La traducción del término se entiende como juego de velocidad, sin embargo, desde la primera vez que escuché el término sigo recordando su traducción "juego de ritmos y distancias".
Este concepto que lo escuchaba por el año 1976 estaba referido a los sistemas de entrenamiento, pero a veces procuro aplicarlo a cualquier faceta de la vida y esta mañana reflexionaba sobre la influencia de este concepto sobre la salud mental de las personas.
Y...¿Porqué no mezclar el término Fartlek con Circadiano?, sencillo, se pone todo en una buena coctelera de calidad y se agita de manera progresiva de menos a más intensidad.
Podemos descubrir fácilmente en base a su etimología que circadiano estaría referido al entorno de un día, realmente esto no es nada nuevo. los ritmos en torno a las 20-24 horas ya se estudiaban desde hace demasiado tiempo, tanto que ni nos acordamos, una cosa es lo que hayan datado los escritos y otra bien distinta es que el día y la noche, cambiaba cada 24 horas con modificaciones insignificantes de forma consecutiva. Pequeñas modificaciones que posteriormente darían lugar a otros ritmos circenses, como podríamos descubrir el circasemanal, el circamensual que yo más bien ligaría al circalunar o el circanual.
No podemos romper los ritmos, podemos alargarlos en el espacio y después vendrán otros más cortos o de reposo, podemos incrementar la intensidad y después vendrán otros menos intensos, podríamos mantener ritmos intensos en función de una prueba, pero indudablemente eso nos llevará al punto del máximo nivel o de una lesión, para desembocar lógicamente en el tiempo de reposo y restauración.
Sin embargo, la sociedad lo que promueve es todo lo contrario con el consiguiente final infeliz.
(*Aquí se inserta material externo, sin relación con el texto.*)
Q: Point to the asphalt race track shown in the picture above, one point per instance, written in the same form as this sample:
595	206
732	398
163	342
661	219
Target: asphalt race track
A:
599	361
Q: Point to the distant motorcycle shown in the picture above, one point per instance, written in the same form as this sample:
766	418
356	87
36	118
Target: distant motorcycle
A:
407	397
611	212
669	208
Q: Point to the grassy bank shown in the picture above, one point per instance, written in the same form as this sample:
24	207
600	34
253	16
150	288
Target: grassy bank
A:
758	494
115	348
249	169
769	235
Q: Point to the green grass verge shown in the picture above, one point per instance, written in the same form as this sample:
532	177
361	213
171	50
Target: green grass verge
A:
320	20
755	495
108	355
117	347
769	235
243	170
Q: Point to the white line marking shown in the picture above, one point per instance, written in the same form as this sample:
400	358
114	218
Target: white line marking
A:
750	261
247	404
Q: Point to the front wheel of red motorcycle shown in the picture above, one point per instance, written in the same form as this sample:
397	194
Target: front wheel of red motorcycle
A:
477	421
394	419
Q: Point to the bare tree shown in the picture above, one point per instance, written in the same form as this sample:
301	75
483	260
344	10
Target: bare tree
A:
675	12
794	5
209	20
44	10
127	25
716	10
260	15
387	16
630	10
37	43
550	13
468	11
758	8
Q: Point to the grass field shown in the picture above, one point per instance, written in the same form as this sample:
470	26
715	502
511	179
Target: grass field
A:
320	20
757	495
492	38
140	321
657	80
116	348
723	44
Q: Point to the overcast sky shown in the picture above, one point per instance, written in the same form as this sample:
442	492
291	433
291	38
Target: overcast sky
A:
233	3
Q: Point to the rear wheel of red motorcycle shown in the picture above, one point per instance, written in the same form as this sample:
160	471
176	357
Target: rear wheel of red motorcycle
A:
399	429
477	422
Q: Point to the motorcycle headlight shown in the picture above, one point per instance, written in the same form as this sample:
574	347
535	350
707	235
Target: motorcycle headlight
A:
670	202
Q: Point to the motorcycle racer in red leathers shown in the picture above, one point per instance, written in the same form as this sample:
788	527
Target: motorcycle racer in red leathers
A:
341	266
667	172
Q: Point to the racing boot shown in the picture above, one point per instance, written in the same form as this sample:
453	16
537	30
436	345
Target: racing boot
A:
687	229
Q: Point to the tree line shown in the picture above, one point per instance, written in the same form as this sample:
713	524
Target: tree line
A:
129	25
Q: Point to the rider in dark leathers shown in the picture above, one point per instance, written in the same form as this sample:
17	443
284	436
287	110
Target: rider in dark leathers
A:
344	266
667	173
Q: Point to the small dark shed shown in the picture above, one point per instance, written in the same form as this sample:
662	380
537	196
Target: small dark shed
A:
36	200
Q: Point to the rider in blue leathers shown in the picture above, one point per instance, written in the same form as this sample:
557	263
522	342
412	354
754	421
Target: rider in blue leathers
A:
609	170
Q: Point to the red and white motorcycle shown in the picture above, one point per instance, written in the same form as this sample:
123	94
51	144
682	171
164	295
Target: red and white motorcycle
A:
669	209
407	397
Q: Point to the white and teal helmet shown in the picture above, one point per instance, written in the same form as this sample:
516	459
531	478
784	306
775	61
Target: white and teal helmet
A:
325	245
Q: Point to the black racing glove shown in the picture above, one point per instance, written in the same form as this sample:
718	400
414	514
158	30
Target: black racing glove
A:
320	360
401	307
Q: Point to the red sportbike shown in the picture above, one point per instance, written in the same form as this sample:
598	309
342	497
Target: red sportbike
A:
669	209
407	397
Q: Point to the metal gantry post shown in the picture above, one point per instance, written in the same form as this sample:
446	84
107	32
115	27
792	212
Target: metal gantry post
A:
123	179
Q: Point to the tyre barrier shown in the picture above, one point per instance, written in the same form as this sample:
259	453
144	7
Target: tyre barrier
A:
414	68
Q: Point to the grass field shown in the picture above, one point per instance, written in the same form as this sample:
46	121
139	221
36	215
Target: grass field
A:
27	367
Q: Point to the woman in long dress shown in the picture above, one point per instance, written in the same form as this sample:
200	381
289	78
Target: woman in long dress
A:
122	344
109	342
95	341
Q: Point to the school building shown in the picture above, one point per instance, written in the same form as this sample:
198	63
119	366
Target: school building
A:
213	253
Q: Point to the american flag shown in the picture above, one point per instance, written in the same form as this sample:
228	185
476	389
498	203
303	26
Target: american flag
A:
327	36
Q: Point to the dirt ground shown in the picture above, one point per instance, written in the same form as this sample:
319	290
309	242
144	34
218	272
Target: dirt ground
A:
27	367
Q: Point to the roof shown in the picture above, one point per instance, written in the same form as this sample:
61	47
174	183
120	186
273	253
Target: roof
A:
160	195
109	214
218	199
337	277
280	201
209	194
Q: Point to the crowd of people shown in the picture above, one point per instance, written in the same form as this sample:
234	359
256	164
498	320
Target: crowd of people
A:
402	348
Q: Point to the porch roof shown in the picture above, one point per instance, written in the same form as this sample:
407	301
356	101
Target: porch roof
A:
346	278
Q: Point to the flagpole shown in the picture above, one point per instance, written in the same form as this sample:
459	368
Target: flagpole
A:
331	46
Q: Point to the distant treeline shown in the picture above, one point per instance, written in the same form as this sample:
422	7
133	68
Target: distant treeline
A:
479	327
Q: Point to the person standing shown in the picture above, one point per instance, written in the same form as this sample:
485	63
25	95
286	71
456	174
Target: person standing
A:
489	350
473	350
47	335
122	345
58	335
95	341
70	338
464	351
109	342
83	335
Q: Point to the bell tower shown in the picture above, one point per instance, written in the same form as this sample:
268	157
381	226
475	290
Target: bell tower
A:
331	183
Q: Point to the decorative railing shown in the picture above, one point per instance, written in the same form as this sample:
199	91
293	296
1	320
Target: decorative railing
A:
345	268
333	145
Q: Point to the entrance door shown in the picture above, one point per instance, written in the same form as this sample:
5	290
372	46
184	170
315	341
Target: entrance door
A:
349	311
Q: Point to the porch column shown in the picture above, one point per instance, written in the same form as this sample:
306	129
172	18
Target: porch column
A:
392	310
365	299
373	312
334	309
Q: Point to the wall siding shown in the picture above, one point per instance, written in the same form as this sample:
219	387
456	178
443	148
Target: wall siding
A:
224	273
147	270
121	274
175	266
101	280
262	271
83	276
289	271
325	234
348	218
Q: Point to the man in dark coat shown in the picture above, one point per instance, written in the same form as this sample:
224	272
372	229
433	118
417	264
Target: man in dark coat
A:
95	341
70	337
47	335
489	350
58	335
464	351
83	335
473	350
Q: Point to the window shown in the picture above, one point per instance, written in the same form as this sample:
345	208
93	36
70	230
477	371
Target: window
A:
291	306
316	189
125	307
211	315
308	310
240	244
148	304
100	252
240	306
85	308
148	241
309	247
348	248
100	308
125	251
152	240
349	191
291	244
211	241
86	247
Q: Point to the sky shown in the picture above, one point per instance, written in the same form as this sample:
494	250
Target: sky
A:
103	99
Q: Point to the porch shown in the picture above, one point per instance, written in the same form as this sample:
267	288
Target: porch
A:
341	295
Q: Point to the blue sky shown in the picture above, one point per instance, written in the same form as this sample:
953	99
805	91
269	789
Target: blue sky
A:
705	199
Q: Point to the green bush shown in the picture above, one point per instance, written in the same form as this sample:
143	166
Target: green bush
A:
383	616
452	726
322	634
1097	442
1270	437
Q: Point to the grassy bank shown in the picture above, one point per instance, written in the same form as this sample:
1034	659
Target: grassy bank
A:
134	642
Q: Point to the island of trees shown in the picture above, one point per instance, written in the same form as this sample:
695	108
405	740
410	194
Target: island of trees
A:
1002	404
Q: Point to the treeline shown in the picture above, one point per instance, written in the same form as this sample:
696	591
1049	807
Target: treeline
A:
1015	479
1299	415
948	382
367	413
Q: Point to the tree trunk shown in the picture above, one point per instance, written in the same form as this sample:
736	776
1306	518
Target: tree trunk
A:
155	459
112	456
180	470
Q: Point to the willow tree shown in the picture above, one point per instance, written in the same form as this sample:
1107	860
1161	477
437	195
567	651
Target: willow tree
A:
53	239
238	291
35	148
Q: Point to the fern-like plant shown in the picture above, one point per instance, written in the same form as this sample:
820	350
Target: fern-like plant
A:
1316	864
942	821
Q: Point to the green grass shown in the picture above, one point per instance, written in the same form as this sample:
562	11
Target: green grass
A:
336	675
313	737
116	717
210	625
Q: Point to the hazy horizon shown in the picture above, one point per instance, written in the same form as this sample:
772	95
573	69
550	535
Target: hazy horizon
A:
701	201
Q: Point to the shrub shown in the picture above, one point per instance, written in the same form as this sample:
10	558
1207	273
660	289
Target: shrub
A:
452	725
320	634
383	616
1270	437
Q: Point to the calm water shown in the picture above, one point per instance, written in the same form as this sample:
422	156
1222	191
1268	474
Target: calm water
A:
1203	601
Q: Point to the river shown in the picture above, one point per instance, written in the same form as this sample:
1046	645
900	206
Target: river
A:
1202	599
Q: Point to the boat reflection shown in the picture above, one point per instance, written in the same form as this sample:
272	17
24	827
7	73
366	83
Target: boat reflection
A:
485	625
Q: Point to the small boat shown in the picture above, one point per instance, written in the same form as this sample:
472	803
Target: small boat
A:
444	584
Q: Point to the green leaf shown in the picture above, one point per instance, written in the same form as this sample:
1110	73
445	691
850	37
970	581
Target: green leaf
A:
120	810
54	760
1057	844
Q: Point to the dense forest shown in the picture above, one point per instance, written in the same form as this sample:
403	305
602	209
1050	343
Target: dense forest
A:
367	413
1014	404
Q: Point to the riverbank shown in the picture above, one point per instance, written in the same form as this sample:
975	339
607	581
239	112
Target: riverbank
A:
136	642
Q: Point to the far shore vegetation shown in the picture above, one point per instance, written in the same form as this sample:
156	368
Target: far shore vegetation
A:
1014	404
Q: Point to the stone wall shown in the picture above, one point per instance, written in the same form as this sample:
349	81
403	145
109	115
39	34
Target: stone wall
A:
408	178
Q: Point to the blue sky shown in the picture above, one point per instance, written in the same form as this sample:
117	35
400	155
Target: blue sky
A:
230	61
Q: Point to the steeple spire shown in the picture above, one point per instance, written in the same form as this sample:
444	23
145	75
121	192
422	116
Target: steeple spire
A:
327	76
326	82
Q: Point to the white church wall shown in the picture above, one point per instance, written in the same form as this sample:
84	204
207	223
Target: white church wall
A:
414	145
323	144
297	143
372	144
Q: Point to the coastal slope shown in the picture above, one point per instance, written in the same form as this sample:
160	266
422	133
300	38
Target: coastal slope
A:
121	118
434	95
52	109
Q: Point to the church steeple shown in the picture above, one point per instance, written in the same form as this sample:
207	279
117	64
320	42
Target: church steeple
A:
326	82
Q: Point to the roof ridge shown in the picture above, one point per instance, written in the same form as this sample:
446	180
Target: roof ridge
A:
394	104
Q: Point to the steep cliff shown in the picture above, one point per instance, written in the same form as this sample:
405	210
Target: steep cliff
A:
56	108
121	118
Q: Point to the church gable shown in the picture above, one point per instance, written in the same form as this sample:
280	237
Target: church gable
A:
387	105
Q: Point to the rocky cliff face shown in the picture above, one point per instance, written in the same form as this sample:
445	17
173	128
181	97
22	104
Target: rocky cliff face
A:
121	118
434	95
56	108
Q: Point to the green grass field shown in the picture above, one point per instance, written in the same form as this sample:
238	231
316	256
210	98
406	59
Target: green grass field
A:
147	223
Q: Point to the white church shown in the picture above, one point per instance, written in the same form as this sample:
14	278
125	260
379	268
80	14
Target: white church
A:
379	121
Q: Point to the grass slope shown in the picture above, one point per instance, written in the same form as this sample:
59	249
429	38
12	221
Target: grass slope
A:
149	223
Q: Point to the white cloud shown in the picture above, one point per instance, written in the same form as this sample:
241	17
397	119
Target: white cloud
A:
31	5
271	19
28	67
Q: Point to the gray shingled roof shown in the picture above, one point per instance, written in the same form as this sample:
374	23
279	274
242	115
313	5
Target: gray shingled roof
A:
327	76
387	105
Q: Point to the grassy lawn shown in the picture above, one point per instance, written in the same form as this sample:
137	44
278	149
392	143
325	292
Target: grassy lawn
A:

Salimos de fiesta de manera incontrolada, consumiendo todo tipo de excitantes, rompiendo los ritmos diarios de reposo, cuando al final caemos porque el cuerpo no puede más se levanta atiborrado de analgésicos para intentar esconder el maltrato recibido las horas anteriores. Actos que repetimos al menos con una periodicidad semanal.
Pero a esta sucesión de actos en contra de los ritmos circadianos no solo atenta contra nuestro físico, el cuerpo que consideramos físico no está aislado de la mente, en una sociedad creada de dualismos sigo sin entender la relación cuerpo-mente. Todo es uno, puede que en un momento determinado restaure mi mente actuando sobre el cuerpo y otras sea éste el que restaure el cerebro, pero nunca es un trasiego del uno al otro, sino que todo es uno. Y todo esto ¿para qué?, simplemente para dejar constancia de que este sin vivir de constante excitación corporal por el abuso de sustancias dejará graves secuelas en el cerebro, porque todo está en el mismo ser. Los problemas crecerán, se producirán lesiones dentro y fuera del sistema nervioso.
La cuestión es que... y esta es la diferencia que dentro del cerebro es difícil detectar las lesiones, primero porque en muchos casos el individuo no las ve hasta que es demasiado tarde y en otros porque no quiere ser consciente del daño producido.
Si los huesos se deforman, es fácil detectarlo, o un catarro, pero cuando el deterioro es en el interior del cerebro, la cosa cambia, que ocurre cuando el daño afecta al área del cerebro que regula el ritmo circadiano, el ser humano en ese caso se encuentra con células corporales programadas para un trabajo-descanso regular y cíclico, el tema se complica bastante y no es por ser agorero pero no creo que este desfase entre el cansancio de las células musculares y las nerviosas que regulan desde el cerebro, nos conduzcan a ser felices.